Lorsque madame Laguarde et les enfants rentrèrent, ils trouvèrent monsieur Laguarde en contemplation devant Gertrud, immobile sur la table de la cuisine.

- "Michart a avoué, fit-il. Adolf n'est pas mort de chagrin, il a été dévoré par cette bête immonde."

- "Au vide-ordures la bête immonde, hurlèrent en choeur Nicolas et Alphonse."

- "Il y en a déjà une, de bête immonde, dans le vide-ordures, fit monsieur Laguarde qui récemment y avait collé la photographie du représentant du Front National de sa commune. Même qu'à force de recevoir des épluchures et des déchets en tous genres sur la figure on dirait qu'elle a attrapé la peste brune. Mais, mes enfants, je ne vous trouve pas très généreux avec les animaux. Moi j'ai dans l'idée que cette pauvre tortue en mangeant Adolf a agi sur une impulsion, est bourrée de remords et ne demande qu'à se racheter. Moi je serais d'avis, pour tout vous dire, de la mettre dans l'aquarium avec Hans et Helmut."

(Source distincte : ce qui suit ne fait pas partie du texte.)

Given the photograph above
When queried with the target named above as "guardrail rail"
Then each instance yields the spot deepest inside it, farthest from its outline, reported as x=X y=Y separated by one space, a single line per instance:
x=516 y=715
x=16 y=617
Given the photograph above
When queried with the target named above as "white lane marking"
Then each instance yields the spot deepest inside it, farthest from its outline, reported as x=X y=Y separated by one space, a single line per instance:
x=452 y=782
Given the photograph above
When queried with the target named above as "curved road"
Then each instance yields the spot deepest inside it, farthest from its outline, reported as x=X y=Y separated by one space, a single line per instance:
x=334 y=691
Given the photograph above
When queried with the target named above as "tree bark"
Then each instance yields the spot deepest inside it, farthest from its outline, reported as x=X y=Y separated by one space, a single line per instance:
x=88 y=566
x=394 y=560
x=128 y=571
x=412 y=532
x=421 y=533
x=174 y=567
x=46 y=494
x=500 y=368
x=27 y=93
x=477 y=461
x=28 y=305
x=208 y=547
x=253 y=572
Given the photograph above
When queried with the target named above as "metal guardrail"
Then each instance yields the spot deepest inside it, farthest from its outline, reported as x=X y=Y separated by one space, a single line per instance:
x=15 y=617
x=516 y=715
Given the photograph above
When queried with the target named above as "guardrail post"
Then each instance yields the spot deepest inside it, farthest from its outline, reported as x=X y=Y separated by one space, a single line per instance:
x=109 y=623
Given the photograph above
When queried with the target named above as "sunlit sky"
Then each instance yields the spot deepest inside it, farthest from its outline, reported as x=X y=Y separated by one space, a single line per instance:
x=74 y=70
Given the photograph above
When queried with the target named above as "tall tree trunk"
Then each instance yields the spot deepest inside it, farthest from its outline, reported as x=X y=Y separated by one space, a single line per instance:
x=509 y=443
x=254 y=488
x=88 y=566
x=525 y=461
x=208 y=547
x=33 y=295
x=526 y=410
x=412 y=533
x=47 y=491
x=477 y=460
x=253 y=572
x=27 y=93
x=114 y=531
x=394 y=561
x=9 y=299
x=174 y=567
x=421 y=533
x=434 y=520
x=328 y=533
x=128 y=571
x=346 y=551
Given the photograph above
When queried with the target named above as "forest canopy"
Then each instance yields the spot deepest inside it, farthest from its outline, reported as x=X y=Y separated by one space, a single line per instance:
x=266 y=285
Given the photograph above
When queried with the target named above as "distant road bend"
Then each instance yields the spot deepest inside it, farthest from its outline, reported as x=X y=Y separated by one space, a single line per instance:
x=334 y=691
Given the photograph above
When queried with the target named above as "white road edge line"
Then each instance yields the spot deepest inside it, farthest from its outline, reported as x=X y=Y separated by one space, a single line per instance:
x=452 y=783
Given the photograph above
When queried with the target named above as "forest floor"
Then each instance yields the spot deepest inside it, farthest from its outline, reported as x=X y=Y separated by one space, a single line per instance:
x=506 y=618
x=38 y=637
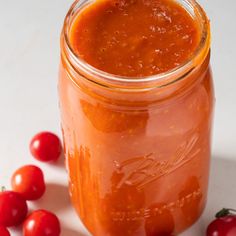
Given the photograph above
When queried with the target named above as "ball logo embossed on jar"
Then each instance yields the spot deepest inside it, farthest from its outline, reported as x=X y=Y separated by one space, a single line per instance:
x=140 y=171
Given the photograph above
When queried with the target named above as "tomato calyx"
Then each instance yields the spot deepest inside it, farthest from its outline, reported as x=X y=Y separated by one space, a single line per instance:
x=225 y=212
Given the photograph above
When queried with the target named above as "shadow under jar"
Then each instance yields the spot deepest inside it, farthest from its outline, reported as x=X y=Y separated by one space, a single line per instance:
x=137 y=148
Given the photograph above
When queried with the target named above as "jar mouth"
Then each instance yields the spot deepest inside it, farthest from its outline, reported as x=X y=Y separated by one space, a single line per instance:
x=158 y=80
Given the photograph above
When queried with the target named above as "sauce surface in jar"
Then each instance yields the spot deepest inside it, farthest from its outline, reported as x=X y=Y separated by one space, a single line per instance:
x=137 y=149
x=134 y=38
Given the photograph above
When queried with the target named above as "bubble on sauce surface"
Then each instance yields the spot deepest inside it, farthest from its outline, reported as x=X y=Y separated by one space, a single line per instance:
x=121 y=39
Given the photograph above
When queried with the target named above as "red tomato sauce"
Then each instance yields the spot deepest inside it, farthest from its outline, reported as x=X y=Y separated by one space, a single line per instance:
x=134 y=38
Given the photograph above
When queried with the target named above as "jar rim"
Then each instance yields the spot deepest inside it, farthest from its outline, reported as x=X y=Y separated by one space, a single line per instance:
x=158 y=80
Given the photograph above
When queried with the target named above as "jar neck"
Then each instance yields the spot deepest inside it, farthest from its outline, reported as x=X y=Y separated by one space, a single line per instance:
x=173 y=78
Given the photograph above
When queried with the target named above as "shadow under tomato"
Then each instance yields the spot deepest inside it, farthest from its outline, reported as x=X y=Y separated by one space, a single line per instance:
x=70 y=232
x=55 y=199
x=222 y=193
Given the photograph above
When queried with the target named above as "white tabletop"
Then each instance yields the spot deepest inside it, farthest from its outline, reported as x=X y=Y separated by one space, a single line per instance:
x=29 y=58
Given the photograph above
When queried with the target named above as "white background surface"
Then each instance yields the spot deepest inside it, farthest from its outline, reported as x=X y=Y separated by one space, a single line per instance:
x=29 y=58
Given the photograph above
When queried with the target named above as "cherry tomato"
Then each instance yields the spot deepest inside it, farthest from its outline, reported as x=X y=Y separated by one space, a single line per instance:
x=46 y=146
x=13 y=208
x=29 y=182
x=41 y=223
x=4 y=231
x=223 y=226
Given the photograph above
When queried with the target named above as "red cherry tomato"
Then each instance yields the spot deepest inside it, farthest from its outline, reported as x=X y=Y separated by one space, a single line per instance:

- "Papa, tu es un bon", sanglotèrent Nicolas et Alphonse.

A l'heure du coucher et en éteignant la lumière dans la cuisine monsieur Laguarde chuchota à l'adresse de Gertrud : "Bon appétit, ma poule." Et en effet le résultat dépassa ses espérances puisque le lendemain matin il ne restait plus de Hans et Helmut que les têtes et les nageoires caudales. Gertrud, repue, somnolait au fond de l'aquarium. Monsieur Laguarde fut alors saisi d'un accès de fureur chez lui très inaccoutumé.

- "Ah c'est comme ça, salope, que tu trahis ma confiance. Il avait bien raison monsieur Michart en me conseillant de te foutre au vide-ordures."

Joignant le geste à la parole il s'empara effectivement de Gertrud entre deux doigts, et, d'un air profondément dégoûté, lui fit descendre huit étages en chute libre. Les têtes et les nageoires de Hans et Helmut suivirent rapidement le même chemin. Rapidement la plante verte et la statue aztèque prirent place dans la bibliothèque, tandis que l'aquarium était reconverti en réserve de bières à température ambiante, pour les jours où monsieur Michart venait effectuer de menus travaux dans l'appartement. Car monsieur Laguarde, malgré ses nombreuses qualités, n'était pas du genre bricoleur.

Lorsque Hans, Helmut et Adolf se présentèrent aux portes du paradis, le Christ des poissons rouges les accueillit à bras ouverts. Ils y disposèrent d'un aquarium gigantesque, où se trouvaient des répliques de toutes les statues du musée du Louvre, sur lesquelles ils pouvaient chier en permanence sans être inquiétés.

Quant à Gertrud, le Christ des tortues d'aquarium aimablement lui demanda : "Lequel des trois, Gertrud, as-tu préféré ?" Et elle répondit : "Je les ai aimés tous les trois, le seul problème c'est au moment où monsieur Laguarde m'a balancée dans le vide-ordures, j'ai vu une espèce de figure tellement horrible que j'ai vomi dessus les restes de Hans et Helmut."